The Optimal Growth Mode in the Relaxation to Statistical Equilibrium

TL;DR

This paper introduces the Optimal Growth Mode (OGM), a new method to analyze slow initial relaxation in systems approaching equilibrium, using Markov matrices to approximate phase space dynamics.

Contribution

The paper presents the OGM as a novel approach to capture slow relaxation, distinguishing it from traditional modes, with applications demonstrated on the Lorenz 63 model.

Findings

OGM captures slow initial relaxation in non-equilibrium systems.

Differences between OGM and traditional slowest decaying mode are clarified.
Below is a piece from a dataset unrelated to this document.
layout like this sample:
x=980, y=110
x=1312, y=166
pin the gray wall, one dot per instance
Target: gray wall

Implications for understanding system response to external forces are discussed.

Abstract

Systems far from equilibrium approach stability slowly due to "anti-mixing" characterized by regions of the phase-space that remain disconnected after prolonged action of the flow. We introduce the Optimal Growth Mode (OGM) to capture this slow initial relaxation. The OGM is calculated from Markov matrices approximating the action of the Fokker-Planck operator onto the phase space. It is obtained as the mode having the largest growth in energy before decay. Important nuances between the OGM and the more traditional slowest decaying mode are detailed in the case of the Lorenz 63 model. The implications for understanding how complex systems respond to external forces, are discussed.